The real deal here is that it’s not just Facebook or Google or any other company that relies heavily on cloud. It’s the way the cloud operates, the flaw is unseen until lightning strikes. Speaking of lightning, a while back Google’s data centers in Belgium were hit by lightning, TWICE!! this caused a loss of 0.000001% data which may sum up to only a few gigabytes lost, but the lost data couldn’t be recovered.

Facebook outage stats from DownDetector.

Now here’s the thing, each day billion of users rely on the cloud for synchronization of their data, or maybe just to save a backup of important files but in case of a natural calamity, the loss cannot be reversed.

Having said that, it’s critical to analyze the fact that power grids which keep our servers and almost all critical businesses running, are one of our weak points .

Here’s a statement by the former US secretary of defense about how vulnerable the US power grid was to a terrorist attack.

“The possibility of a terrorist attack on the nation’s power grid — an assault that would cause coast-to-coast chaos,is a very real one.”

Time to backup your backups!

Power grids are the lifeline of all cloud-reliant businesses, which raises the necessity of a stable and reliable grid.

We need to embrace and adopt Smart Grids, which can intelligently respond to failures and minimize the damage.

We are in the process of building an Internet dependant world, while we’ve been successful in creating a network that carries traffic from one point to another, a power failure can still bring everything to a halt by taking down the routing systems.

We’re increasingly dependant on the cloud and as our dependency increases, we become more vulnerable to their loss and failures as well .

Tracing back the line, we find that it’s not just the cloud that is prone to such vulnerabilities and flaws, the Internet on a whole isn’t operating the way it was designed and intended to operate. We still fall back to those key physical locations where data and network interconnections are concentrated. This means that the failure of one of those could start a Domino Effect.

Take for example the DNS infrastructure, we just have 13 root servers across the globe which act as master lists for the entire web’s address book. A targeted attack to one of those or even a probable technical failure could have a huge socioeconomic impact.

Bottom line, the migration to cloud and the reliance on its effectiveness is still questionable until we build a more robust system. And this is not a problem that can only be tackled by computer scientists. It’s like a Swiss crafted machinery where each component needs to be crafted with utmost precision, so that they fit in and operate seamlessly.

Just like the great Steve Jobs said —

“Technology alone is not enough—it’s technology married with liberal arts, married with the humanities, that yields us the results that make our heart sing.”

On the technical front, we need smarter more reliable grids which can make sure that the data centers aren’t affected by power failures. We need more robust cloud infrastructure which can handle failures in a better way, minimizing data loss.

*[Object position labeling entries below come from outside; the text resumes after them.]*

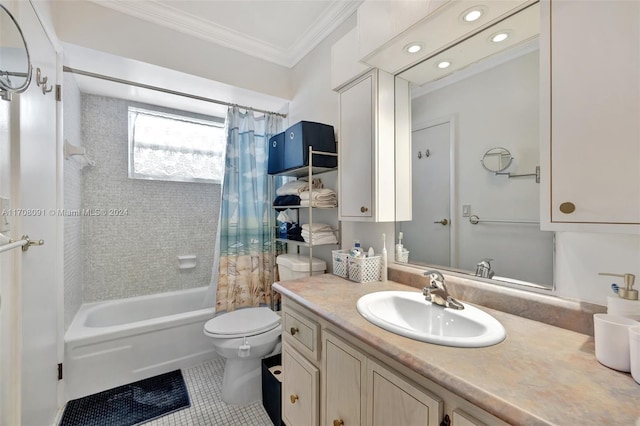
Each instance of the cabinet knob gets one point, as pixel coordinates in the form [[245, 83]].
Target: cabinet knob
[[567, 207]]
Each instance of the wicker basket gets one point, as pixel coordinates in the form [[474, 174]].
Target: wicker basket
[[365, 269], [340, 262]]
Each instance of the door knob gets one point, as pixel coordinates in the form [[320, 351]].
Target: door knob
[[567, 207]]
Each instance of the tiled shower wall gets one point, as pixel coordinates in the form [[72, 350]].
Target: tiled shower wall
[[72, 201], [135, 251]]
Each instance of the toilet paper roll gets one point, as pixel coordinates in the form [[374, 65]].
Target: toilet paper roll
[[276, 370]]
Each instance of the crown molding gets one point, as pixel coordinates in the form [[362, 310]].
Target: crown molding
[[331, 18], [186, 23]]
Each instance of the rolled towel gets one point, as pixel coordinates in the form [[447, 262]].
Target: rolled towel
[[318, 203], [319, 237], [296, 187], [317, 227], [318, 194]]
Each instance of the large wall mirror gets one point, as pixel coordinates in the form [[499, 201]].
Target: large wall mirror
[[469, 217]]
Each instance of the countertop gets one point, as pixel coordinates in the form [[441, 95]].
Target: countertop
[[540, 374]]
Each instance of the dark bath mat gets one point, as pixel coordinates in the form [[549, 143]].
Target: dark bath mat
[[130, 404]]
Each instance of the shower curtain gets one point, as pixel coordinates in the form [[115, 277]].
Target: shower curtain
[[245, 253]]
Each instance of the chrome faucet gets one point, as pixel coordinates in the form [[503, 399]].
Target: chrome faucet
[[483, 269], [437, 292]]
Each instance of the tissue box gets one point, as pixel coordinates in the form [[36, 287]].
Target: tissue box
[[298, 139]]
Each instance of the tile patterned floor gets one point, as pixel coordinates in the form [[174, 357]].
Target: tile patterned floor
[[204, 383]]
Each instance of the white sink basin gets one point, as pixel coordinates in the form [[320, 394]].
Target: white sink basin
[[408, 314]]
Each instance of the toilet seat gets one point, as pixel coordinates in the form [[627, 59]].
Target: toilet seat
[[242, 323]]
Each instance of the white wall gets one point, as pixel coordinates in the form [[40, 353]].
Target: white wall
[[73, 256], [87, 24], [579, 256]]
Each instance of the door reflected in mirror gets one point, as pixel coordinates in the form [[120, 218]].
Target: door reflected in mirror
[[463, 215]]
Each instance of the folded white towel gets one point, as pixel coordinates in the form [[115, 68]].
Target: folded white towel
[[320, 237], [318, 194], [318, 203], [316, 227], [296, 187]]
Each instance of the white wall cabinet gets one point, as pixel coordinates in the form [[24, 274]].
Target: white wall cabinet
[[371, 150], [345, 64], [592, 154]]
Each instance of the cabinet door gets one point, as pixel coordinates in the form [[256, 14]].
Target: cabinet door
[[355, 147], [344, 372], [394, 401], [299, 389], [595, 105]]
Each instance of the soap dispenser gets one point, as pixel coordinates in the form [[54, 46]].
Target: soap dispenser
[[626, 303]]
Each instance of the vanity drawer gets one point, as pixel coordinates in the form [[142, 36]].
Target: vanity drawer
[[301, 332]]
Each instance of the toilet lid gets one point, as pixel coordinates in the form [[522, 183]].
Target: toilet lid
[[243, 322]]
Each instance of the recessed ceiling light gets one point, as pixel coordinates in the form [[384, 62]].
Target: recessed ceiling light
[[472, 14], [413, 47], [498, 37]]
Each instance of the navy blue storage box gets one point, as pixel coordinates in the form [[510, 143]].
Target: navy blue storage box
[[298, 139], [276, 154]]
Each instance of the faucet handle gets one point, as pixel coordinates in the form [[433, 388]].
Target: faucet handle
[[628, 292]]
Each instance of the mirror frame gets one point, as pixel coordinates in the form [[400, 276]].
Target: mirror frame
[[544, 288], [5, 90]]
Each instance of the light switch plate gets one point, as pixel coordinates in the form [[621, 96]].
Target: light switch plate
[[466, 210]]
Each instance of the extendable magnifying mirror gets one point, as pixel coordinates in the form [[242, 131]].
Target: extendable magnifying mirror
[[15, 62]]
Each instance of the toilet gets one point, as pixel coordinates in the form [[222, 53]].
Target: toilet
[[243, 338], [294, 266]]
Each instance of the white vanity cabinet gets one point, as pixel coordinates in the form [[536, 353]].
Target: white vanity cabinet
[[392, 400], [359, 391], [330, 378], [343, 382], [591, 104], [370, 150], [299, 389], [301, 368]]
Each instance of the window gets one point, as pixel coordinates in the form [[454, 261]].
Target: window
[[171, 147]]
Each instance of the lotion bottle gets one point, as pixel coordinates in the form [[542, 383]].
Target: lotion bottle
[[384, 258]]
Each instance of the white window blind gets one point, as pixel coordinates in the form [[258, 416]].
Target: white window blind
[[170, 147]]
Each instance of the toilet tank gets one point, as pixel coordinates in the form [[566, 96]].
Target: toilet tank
[[293, 266]]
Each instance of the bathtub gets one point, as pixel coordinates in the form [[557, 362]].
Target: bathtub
[[117, 342]]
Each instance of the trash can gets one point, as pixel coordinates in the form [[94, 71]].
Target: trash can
[[272, 388]]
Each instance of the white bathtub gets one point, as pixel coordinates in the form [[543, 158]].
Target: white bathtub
[[117, 342]]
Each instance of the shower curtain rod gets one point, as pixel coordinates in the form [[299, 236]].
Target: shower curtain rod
[[163, 90]]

On the user front, awareness about the situation is just as important. The fact that just by signing-in to a device gives them access to data stored on a different device seems magical. It’s true that abstraction is good and how your data moves from one device to another is not something which most people want or need to know. Still, a knowledge about the fact that these systems may fail and have failed, and what’s the protocol for damage control can really come in handy.